Остался только один номер, прежде чем откроется билетная касса и сотни заинтригованных горожан заполнят в этот вечер, как, впрочем, и во все предыдущие вечера, шатер варьете в пригороде Ниццы. В портале шатра, где только что исчез кентавр, стояло еще одно странное существо — ростом чуть больше метра и с огромной бесформенной головой, изуродованной напоминающими серый камень наростами. Торс его был обнажен, и публике были видна его поросшая шерстью спина, руки, напоминающие маленькие корни какого-то растения, кости и позвонки, торчащие тут и там, словно они томились в плену в этом уродливом теле и жаждали поскорее выбраться на свободу.

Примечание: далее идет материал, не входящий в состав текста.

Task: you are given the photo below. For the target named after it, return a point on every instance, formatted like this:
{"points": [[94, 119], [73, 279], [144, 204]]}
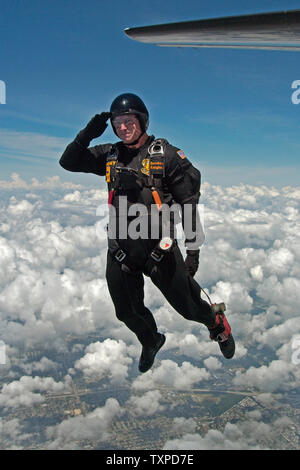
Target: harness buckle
{"points": [[157, 255], [120, 255]]}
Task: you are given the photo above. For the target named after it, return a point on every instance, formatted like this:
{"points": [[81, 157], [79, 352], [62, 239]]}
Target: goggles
{"points": [[127, 121]]}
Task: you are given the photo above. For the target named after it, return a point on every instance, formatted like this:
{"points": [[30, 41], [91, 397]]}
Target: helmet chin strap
{"points": [[136, 141]]}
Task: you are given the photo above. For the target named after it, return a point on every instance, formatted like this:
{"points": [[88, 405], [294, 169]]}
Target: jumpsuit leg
{"points": [[127, 293], [181, 290]]}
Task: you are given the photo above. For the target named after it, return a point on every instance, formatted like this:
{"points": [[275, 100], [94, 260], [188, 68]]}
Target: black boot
{"points": [[221, 332], [149, 353]]}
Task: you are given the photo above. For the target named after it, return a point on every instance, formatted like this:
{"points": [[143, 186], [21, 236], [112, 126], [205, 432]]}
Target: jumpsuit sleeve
{"points": [[183, 181], [77, 157]]}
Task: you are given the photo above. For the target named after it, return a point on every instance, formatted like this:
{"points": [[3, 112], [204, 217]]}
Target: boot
{"points": [[221, 331], [149, 353]]}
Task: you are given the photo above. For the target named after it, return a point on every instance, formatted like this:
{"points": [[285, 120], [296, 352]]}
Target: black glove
{"points": [[192, 261], [94, 129]]}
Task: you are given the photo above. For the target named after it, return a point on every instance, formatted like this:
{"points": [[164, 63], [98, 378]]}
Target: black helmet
{"points": [[128, 103]]}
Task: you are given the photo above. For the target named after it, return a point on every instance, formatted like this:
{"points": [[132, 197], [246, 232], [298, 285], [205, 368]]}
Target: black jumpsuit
{"points": [[170, 275]]}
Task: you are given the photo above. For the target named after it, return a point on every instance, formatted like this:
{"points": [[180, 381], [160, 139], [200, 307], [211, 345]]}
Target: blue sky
{"points": [[63, 61]]}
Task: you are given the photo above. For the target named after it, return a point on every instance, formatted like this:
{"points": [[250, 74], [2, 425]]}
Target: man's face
{"points": [[127, 128]]}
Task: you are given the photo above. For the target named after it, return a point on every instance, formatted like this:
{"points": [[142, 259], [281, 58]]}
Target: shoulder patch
{"points": [[181, 154]]}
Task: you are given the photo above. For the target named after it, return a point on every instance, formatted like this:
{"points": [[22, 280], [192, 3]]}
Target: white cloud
{"points": [[107, 359], [52, 279], [94, 426], [29, 390], [172, 375]]}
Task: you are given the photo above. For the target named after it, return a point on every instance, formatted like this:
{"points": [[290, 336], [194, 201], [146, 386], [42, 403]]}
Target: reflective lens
{"points": [[126, 121]]}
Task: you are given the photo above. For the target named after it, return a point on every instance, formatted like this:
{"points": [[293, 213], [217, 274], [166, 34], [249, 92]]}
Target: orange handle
{"points": [[156, 198]]}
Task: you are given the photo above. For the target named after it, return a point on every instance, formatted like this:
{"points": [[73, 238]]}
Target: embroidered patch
{"points": [[145, 165], [181, 154]]}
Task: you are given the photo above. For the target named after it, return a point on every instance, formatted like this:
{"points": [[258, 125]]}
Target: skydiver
{"points": [[154, 173]]}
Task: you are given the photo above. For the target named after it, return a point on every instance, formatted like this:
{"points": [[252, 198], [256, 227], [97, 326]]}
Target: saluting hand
{"points": [[95, 128]]}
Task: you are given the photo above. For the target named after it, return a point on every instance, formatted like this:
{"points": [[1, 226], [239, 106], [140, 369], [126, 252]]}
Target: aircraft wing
{"points": [[271, 31]]}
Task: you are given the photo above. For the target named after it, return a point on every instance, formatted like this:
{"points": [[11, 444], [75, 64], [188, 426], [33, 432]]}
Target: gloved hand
{"points": [[94, 128], [192, 261]]}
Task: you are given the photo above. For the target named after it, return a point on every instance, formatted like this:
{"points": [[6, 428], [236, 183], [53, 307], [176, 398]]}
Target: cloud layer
{"points": [[53, 296]]}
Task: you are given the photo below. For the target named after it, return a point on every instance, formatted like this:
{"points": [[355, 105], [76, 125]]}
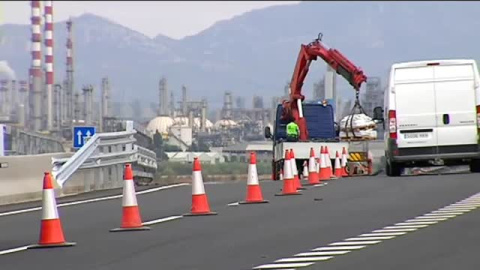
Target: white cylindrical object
{"points": [[129, 196], [197, 183]]}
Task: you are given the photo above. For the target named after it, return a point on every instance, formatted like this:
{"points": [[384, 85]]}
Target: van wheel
{"points": [[392, 168], [475, 165]]}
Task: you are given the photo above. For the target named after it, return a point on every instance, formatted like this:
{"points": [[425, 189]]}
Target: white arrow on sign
{"points": [[88, 135], [79, 136]]}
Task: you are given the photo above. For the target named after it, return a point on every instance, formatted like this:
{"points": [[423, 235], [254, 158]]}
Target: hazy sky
{"points": [[175, 19]]}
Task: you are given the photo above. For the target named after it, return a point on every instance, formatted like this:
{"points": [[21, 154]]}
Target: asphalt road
{"points": [[247, 236]]}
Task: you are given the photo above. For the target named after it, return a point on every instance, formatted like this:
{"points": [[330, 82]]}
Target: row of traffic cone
{"points": [[51, 231]]}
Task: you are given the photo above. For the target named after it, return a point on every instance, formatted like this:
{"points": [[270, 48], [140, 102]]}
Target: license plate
{"points": [[423, 135]]}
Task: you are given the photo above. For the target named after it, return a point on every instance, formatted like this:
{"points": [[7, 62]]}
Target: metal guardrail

Одежду его составляли чулки до колен и шотландская юбка, а лицо было закрыто яркой венецианской кошачьей маской.

— Позвольте представить наш последний аттракцион! — выкрикнул Вильсон, не скрывая гордости сенсационным номером, привлекавшим рекордное количество публики на лигурийском берегу. — Сэр Эркюль из широко известного клана Бэйрфутов, монстр шотландского высокогорья, известный ясновидец! Он может так же легко, как священник, цитировать Библию, читать ваши самые затаенные мысли!


Не зная, что люди кардинала идут по его следу, шотландский ясновидец Бэйрфут стал главным аттракционом цирка за последний год. Он угадывал цвет нижнего белья у дам, без труда доставал нужную карту из колоды таро, показывал мнемонические фокусы, не имеющие иного объяснения, кроме как наличие сомнительных связей иллюзиониста с потусторонними силами, раскрывал самые интимные тайны публики и описывал в подробностях их жилища, хотя никогда там не бывал.

Кроме того, на французских клавикордах он исполнял мелодии из оперетт по заказу публики, причем зрителя просили напеть эту мелодию не вслух, а мысленно, про себя, и все это он проделывал, несмотря на то что, по клятвенным заверениям Вильсона, был глухонемым от рождения; мало того, что ему втыкали в слуховые проходы затычки, его еще и помещали в пивную бочку, закрываемую крышкой, — чтобы рассеять все подозрения в жульничестве.